What is an ileS1 antibody and what is its primary research application?

IleS1 antibodies are immunoglobulins designed to recognize isoleucyl-tRNA synthetase 1 (ileS1), an essential enzyme involved in protein synthesis. These antibodies are particularly valuable in studying bacterial translation mechanisms and have applications in both basic research and potential therapeutic development.

The primary research applications include:

  • Investigating bacterial protein synthesis pathways

  • Studying antibiotic resistance mechanisms

  • Exploring potential therapeutic targets in pathogenic bacteria

  • Examining evolutionary conservation of aminoacyl-tRNA synthetases

For optimal experimental results, researchers should consider epitope specificity when selecting an ileS1 antibody, as different epitopes may yield varied binding properties depending on the structural conformation of the target .

How do I assess epitope specificity when selecting an ileS1 antibody?

Epitope specificity assessment is critical for successful ileS1 antibody applications.
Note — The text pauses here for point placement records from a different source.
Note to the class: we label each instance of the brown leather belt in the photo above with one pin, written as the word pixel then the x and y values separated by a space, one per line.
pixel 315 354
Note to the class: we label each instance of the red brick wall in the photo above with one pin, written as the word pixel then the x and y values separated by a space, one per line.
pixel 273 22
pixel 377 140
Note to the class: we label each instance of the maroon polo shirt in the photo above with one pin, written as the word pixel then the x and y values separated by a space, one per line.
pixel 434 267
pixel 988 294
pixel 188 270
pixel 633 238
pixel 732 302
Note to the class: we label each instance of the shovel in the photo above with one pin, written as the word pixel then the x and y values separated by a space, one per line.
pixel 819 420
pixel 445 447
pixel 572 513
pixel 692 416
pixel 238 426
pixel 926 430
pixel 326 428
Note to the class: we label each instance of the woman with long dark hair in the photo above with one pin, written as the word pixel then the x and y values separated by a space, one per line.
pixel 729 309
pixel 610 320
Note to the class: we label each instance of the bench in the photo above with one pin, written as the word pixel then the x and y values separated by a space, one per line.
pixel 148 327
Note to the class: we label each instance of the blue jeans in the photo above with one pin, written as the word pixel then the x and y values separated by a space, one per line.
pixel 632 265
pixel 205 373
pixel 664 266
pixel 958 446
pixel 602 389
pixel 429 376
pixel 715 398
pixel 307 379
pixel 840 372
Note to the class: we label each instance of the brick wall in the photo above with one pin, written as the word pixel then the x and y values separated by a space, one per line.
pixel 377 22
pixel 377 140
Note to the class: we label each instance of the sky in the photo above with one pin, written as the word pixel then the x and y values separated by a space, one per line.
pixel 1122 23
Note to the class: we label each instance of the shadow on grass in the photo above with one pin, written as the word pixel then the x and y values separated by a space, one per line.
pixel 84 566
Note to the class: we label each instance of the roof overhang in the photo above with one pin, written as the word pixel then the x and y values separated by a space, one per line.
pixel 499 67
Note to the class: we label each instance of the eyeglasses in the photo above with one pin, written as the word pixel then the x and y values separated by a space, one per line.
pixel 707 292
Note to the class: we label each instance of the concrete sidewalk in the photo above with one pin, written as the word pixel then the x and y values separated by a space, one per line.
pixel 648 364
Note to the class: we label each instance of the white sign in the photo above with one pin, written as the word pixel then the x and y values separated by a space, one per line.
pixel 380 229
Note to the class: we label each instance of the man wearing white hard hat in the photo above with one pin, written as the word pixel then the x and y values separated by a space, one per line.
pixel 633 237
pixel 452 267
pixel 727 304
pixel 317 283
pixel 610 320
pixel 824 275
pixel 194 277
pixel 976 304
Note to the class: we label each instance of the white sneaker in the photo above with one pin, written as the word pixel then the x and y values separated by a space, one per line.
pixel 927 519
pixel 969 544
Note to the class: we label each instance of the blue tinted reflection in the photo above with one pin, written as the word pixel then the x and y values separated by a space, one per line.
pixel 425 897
A methodological approach includes:

  • Bio-informatic analysis: Conduct a full analysis using BLAST tools (available at blast.ncbi.nlm.nih.gov) to predict cross-reactivities with other protein isoforms .

  • Sequence homology assessment: Source protein sequences from UniProt and analyze homology between ileS1 and other synthetases to identify unique epitopes .
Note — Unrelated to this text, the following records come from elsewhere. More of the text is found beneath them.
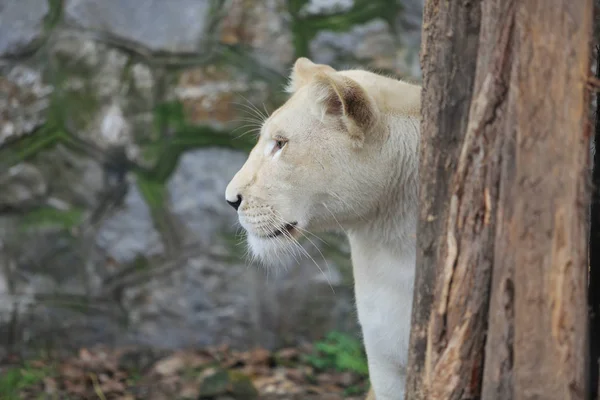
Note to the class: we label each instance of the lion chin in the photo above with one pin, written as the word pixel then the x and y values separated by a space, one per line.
pixel 272 251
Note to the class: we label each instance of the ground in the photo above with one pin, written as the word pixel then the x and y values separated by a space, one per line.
pixel 328 370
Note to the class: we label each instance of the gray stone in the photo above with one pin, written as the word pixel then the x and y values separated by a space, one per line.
pixel 264 26
pixel 23 186
pixel 130 232
pixel 222 96
pixel 21 24
pixel 105 100
pixel 370 45
pixel 325 7
pixel 170 26
pixel 74 180
pixel 198 200
pixel 24 99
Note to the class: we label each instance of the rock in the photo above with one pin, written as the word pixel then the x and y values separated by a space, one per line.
pixel 23 187
pixel 113 97
pixel 226 97
pixel 233 383
pixel 75 181
pixel 24 99
pixel 325 7
pixel 370 45
pixel 173 26
pixel 197 200
pixel 262 25
pixel 130 232
pixel 21 25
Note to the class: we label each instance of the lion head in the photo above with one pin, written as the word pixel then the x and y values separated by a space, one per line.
pixel 318 164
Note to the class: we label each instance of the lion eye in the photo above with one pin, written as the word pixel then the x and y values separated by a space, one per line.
pixel 280 143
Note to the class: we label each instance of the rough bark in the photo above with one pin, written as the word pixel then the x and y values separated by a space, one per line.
pixel 448 58
pixel 502 220
pixel 594 273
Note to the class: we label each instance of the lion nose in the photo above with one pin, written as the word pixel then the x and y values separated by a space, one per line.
pixel 235 204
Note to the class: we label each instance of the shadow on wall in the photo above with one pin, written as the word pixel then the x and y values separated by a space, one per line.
pixel 117 139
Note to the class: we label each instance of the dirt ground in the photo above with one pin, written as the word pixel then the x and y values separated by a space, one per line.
pixel 203 374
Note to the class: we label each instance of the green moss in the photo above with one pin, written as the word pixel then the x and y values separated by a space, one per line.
pixel 54 13
pixel 341 352
pixel 181 136
pixel 17 379
pixel 51 217
pixel 305 28
pixel 27 146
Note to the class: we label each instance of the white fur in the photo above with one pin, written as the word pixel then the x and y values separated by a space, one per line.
pixel 323 180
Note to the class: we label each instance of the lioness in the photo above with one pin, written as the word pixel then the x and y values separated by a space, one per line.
pixel 342 152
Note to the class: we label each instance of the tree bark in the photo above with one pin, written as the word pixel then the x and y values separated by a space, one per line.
pixel 504 197
pixel 448 59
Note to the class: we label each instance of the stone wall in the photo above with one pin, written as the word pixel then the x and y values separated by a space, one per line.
pixel 121 122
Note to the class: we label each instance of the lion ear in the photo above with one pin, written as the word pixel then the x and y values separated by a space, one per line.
pixel 303 72
pixel 342 97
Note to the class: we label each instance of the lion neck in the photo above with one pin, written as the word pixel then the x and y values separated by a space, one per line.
pixel 388 232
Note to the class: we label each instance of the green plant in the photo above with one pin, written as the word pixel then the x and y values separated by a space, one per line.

  • Western blot validation: Perform western blots with full visualization of blots to identify potential cross-reactive bands .
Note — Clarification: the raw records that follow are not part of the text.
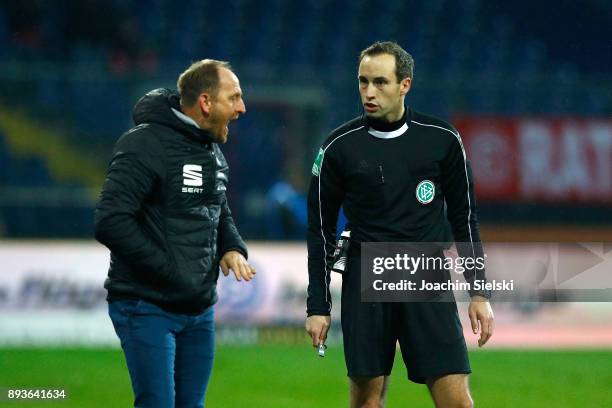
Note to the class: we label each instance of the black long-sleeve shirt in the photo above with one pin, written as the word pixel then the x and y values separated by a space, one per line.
pixel 374 170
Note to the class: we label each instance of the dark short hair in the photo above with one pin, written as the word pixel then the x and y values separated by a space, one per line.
pixel 404 63
pixel 201 76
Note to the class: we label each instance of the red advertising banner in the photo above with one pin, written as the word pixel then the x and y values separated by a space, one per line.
pixel 562 160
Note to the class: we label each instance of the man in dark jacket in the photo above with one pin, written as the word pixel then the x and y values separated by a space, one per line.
pixel 163 214
pixel 401 176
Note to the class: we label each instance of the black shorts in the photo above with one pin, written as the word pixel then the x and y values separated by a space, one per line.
pixel 429 333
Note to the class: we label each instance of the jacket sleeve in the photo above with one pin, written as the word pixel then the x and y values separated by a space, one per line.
pixel 325 197
pixel 458 188
pixel 229 238
pixel 133 173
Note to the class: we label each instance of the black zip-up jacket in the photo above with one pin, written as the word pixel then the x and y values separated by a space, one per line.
pixel 163 211
pixel 373 170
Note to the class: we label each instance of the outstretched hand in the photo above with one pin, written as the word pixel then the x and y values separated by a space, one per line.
pixel 235 261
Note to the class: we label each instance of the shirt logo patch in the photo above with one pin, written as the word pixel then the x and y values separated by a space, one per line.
pixel 425 192
pixel 192 176
pixel 316 166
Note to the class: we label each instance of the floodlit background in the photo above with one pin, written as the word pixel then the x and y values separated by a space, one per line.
pixel 527 83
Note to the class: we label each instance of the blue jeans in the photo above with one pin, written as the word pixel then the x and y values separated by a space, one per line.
pixel 169 356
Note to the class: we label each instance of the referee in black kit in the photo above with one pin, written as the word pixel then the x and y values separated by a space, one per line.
pixel 373 166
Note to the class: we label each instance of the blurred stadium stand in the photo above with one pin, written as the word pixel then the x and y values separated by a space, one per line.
pixel 71 71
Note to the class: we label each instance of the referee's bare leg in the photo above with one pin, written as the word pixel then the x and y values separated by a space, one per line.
pixel 369 392
pixel 451 391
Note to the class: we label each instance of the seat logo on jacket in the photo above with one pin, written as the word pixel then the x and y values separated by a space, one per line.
pixel 192 176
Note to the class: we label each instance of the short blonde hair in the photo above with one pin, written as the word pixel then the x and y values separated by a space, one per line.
pixel 201 76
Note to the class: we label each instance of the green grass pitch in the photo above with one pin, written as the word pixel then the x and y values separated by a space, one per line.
pixel 294 376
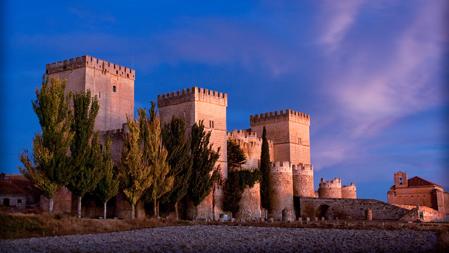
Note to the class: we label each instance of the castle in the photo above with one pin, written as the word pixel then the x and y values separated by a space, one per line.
pixel 291 177
pixel 288 132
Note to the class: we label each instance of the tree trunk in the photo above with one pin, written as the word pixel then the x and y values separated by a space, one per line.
pixel 132 211
pixel 50 205
pixel 105 206
pixel 155 208
pixel 177 210
pixel 79 207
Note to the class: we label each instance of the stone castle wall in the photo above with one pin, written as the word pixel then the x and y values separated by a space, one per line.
pixel 330 189
pixel 111 83
pixel 280 189
pixel 289 131
pixel 349 191
pixel 303 180
pixel 195 105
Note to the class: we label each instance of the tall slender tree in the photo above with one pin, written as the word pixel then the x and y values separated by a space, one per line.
pixel 204 172
pixel 49 168
pixel 108 186
pixel 179 158
pixel 134 172
pixel 156 156
pixel 85 148
pixel 265 170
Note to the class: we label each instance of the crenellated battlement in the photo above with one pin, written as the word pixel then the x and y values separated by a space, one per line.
pixel 281 115
pixel 281 167
pixel 192 94
pixel 302 169
pixel 90 62
pixel 334 183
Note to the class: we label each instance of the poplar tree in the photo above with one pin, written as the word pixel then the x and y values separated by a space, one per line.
pixel 85 148
pixel 179 158
pixel 48 167
pixel 236 157
pixel 156 156
pixel 204 158
pixel 265 170
pixel 134 172
pixel 108 186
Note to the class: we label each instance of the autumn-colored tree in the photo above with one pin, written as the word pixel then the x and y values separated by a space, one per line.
pixel 179 158
pixel 85 149
pixel 134 172
pixel 108 186
pixel 156 156
pixel 48 168
pixel 265 170
pixel 204 172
  • Epitope mapping: For monoclonal antibodies, determine the specific binding region through techniques such as:

    • Peptide arrays

    • Hydrogen-deuterium exchange

    • X-ray crystallography of antibody-antigen complexes

It's important to note that polyclonal antibodies will never have a single epitope listed as they comprise a mixture of antibodies binding to different epitopes on the target .

What is the optimal protocol for immunoprecipitation using ileS1 antibodies?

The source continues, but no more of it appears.